A week after its website was defaced and then taken offline, ticket-selling service Ticketfly confirmed today (June 7) that its customer database had indeed been hacked, with details of 27 million accounts purloined.
What Info Got Stolen?
The stolen information includes the names, addresses, telephone numbers and email addresses of registered Ticketfly users, including both ticket buyers and ticket sellers — the numerous nightclubs and other venues who are Ticketfly's primary clients.
Credit-card details were not stolen, the statement posted on the Ticketfly site said, and neither were passwords of registered ticket buyers, but there was a possibility that encrypted passwords of Ticketfly clients might have been.
What to Do Now
The site is forcing all registered users to change their passwords. If you're a registered user, you should also change that password everywhere else you've registered it — and you should make a strong, new password for each account from now on.
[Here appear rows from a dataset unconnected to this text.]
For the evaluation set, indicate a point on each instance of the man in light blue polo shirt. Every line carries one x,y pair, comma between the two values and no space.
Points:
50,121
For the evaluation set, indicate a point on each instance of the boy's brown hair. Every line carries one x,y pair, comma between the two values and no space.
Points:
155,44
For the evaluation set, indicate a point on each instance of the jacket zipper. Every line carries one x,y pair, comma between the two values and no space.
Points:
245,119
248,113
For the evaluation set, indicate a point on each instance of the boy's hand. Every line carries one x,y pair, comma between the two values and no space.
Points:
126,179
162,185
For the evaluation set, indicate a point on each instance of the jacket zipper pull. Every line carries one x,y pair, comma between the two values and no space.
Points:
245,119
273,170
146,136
The fact that your name, phone number, email address and street address are out there isn't itself terrible. But it may result in an uptick of spam, including phishing emails and malware-laden attachments. So keep your antivirus software updated and be wary of unsolicited emails that seem too good to be true.
MORE: Best Password Managers
How Did This Happen?
On the night of May 30, an unknown person or persons calling themselves "IsHaKdZ" hijacked the Ticketfly website, replacing its front page with an image from "V for Vendetta" and declaring "Your Security Down im Not Sorry."
Ticketfly quickly took down the site, stating on Twitter that there had been a "cyber incident," and didn't bring it back online until June 2. In the meantime, people who'd bought tickets to Ticketfly-provisioned events were instructed to bring tickets printed out at home, or ticket-purchase confirmation emails and photo IDs, to venues.
Someone contacted Vice Motherboard on May 31 and claimed to be the Ticketfly hacker, adding that the site's entire customer database had been stolen. He or she provided a link to a server where the stolen data had been posted, and Motherboard confirmed that at least some of the personal data was legitimate.
The hackers also said they had tried to extort Ticketfly for one bitcoin before releasing the data.